Department of Cellular Neurophysiology, Institute of Experimental Medicine, Academy of Sciences of the Czech Republic, Prague, Czech Republic.
PLoS One. 2012;7(6):e39959. doi: 10.1371/journal.pone.0039959. Epub 2012 Jun 27.

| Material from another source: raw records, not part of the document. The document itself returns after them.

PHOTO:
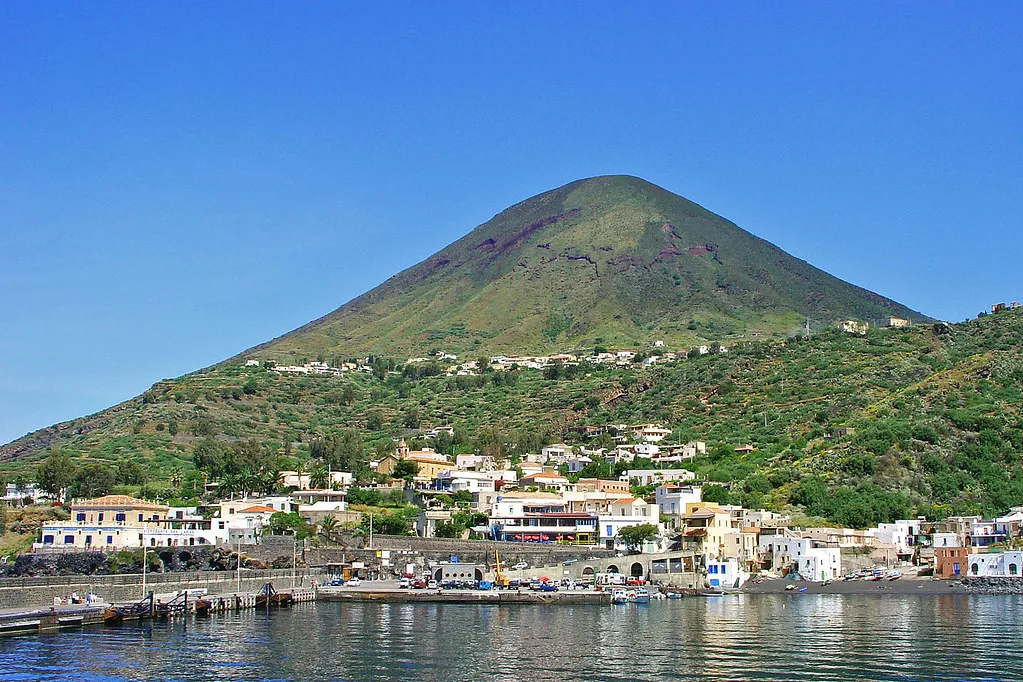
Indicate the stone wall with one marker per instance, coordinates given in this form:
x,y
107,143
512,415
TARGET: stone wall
x,y
424,550
37,592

The polymodal transient receptor potential vanilloid 4 (TRPV4) channel, a member of the TRP channel family, is a calcium-permeable cationic channel that is gated by various stimuli such as cell swelling, low pH and high temperature. Therefore, TRPV4-mediated calcium entry may be involved in neuronal and glia pathophysiology associated with various disorders of the central nervous system, such as ischemia. The TRPV4 channel has been recently found in adult rat cortical and hippocampal astrocytes; however, its role in astrocyte pathophysiology is still not defined. In the present study, we examined the impact of cerebral hypoxia/ischemia (H/I) on the functional expression of astrocytic TRPV4 channels in the adult rat hippocampal CA1 region employing immunohistochemical analyses, the patch-clamp technique and microfluorimetric intracellular calcium imaging on astrocytes in slices as well as on those isolated from sham-operated or ischemic hippocampi. Hypoxia/ischemia was induced by a bilateral 15-minute occlusion of the common carotids combined with hypoxic conditions. Our immunohistochemical analyses revealed that 7 days after H/I, the expression of TRPV4 is markedly enhanced in hippocampal astrocytes of the CA1 region and that the increasing TRPV4 expression coincides with the development of astrogliosis. Additionally, adult hippocampal astrocytes in slices or cultured hippocampal astrocytes respond to the TRPV4 activator 4-alpha-phorbol-12,-13-didecanoate (4αPDD) by an increase in intracellular calcium and the activation of a cationic current, both of which are abolished by the removal of extracellular calcium or exposure to TRP antagonists, such as Ruthenium Red or RN1734. Following hypoxic/ischemic injury, the responses of astrocytes to 4αPDD are significantly augmented. Collectively, we show that TRPV4 channels are involved in ischemia-induced calcium entry in reactive astrocytes and thus, might participate in the pathogenic mechanisms of astroglial reactivity following ischemic insult.
多模式瞬时受体电位香草酸 4 型(TRPV4)通道是 TRP 通道家族的一员,是一种钙渗透性阳离子通道,可被各种刺激物如细胞肿胀、低 pH 值和高温门控。因此,TRPV4 介导的钙内流可能参与与中枢神经系统各种疾病相关的神经元和神经胶质病理生理学,如缺血。最近在成年大鼠皮质和海马星形胶质细胞中发现了 TRPV4 通道;然而,其在星形胶质细胞病理生理学中的作用仍未确定。在本研究中,我们通过免疫组织化学分析、膜片钳技术和切片上以及从假手术或缺血海马体分离的星形胶质细胞的微荧光细胞内钙成像,研究了脑缺氧/缺血(H/I)对成年大鼠海马 CA1 区星形胶质细胞功能性 TRPV4 通道表达的影响。采用双侧颈总动脉 15 分钟闭塞联合缺氧条件诱导缺氧/缺血。我们的免疫组织化学分析显示,H/I 后 7 天,CA1 区海马星形胶质细胞中 TRPV4 的表达明显增强,并且 TRPV4 表达的增加与星形胶质细胞增生的发展相一致。此外,切片中的成年海马星形胶质细胞或培养的海马星形胶质细胞对 TRPV4 激活剂 4-α-佛波醇-12,13-二癸酸酯(4αPDD)的反应是细胞内钙的增加和阳离子电流的激活,这两者都被去除细胞外钙或暴露于 TRP 拮抗剂如钌红或 RN1734 所消除。在缺氧/缺血损伤后,星形胶质细胞对 4αPDD 的反应明显增强。总的来说,我们表明 TRPV4 通道参与了缺血诱导的反应性星形胶质细胞中的钙内流,因此,可能参与了缺血性损伤后星形胶质细胞反应的致病机制。